Tratamientos no quirúrgicos para las varices

A día de hoy, las personas que padecen de varices tienen a su disposición tratamientos poco invasivos que constituyen en ocasiones una buena alternativa a la cirugía tradicional.

La escleroterapia, por ejemplo, es un procedimiento no quirúrgico en el que se inyecta un producto químico en la vena varicosa que provoca que ésta se esclerose y se cierre.

Las terapias láser, entre las que se incluye el láser endovenoso, utilizan el calor de la energía láser para cicatrizar y cerrar las varices.

La microflebectomía es una técnica que recurre a realizar incisiones muy pequeñas en la piel, las cuales no necesitan sutura, y a través de ellas se extrae la vena varicosa.

La radiofrecuencia usa este tipo de energía para cerrar varices grandes.

Las personas que se han sometido a una terapia con láser o radiofrecuencia suelen sentir por lo general menos dolor y curarse antes que las que se someten a una cirugía de varices convencional.
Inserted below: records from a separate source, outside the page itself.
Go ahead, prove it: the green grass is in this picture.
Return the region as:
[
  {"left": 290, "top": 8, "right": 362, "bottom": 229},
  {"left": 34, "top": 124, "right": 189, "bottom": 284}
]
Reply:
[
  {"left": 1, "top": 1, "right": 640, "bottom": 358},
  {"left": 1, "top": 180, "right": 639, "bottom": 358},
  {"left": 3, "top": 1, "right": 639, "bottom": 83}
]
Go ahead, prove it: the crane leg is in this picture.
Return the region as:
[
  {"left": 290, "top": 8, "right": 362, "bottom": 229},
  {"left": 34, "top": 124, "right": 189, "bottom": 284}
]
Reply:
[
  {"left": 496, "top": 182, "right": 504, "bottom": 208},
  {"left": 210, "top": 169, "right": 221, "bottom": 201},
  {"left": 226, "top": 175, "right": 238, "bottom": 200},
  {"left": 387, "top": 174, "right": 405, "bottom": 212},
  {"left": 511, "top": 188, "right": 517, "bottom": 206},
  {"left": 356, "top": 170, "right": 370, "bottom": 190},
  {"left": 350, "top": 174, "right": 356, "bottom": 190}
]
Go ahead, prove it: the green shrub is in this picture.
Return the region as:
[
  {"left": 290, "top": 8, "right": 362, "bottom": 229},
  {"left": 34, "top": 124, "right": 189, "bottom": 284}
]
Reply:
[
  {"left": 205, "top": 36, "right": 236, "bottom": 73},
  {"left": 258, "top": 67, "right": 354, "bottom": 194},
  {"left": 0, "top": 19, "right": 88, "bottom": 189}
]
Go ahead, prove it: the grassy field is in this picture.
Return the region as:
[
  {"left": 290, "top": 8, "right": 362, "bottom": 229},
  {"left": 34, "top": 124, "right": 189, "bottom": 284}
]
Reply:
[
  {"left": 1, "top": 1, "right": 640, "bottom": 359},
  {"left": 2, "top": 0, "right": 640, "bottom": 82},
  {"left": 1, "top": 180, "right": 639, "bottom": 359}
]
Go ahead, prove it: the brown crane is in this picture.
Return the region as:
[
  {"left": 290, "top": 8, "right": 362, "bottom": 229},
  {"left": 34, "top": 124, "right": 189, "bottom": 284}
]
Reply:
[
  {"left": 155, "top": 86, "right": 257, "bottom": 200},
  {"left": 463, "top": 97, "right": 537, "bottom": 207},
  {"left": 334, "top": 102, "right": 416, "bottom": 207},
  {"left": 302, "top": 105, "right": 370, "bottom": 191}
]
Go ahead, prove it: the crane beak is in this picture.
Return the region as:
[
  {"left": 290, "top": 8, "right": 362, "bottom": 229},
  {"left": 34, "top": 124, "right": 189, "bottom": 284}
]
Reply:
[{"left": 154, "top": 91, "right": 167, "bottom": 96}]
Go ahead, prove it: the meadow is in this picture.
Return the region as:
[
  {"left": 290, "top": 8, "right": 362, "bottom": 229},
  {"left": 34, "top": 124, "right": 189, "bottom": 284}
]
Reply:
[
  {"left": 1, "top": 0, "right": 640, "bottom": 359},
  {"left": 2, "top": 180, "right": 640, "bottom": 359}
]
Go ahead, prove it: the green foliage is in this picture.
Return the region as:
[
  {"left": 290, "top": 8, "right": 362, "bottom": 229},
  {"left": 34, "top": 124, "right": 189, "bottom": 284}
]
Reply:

Algunas personas incluso se someten a este tipo de tratamiento para mejorar el aspecto de sus piernas, aunque sus varices no les estén causando ningún problema. Estos procedimientos son apropiados en algunos casos, sobre todo si no tenemos otros problemas de salud que los hagan arriesgados.

Las complicaciones en las venas varicosas pueden requerir mayor tratamiento, en especial si nos enfrentamos a casos graves de varices o a una insuficiencia venosa crónica.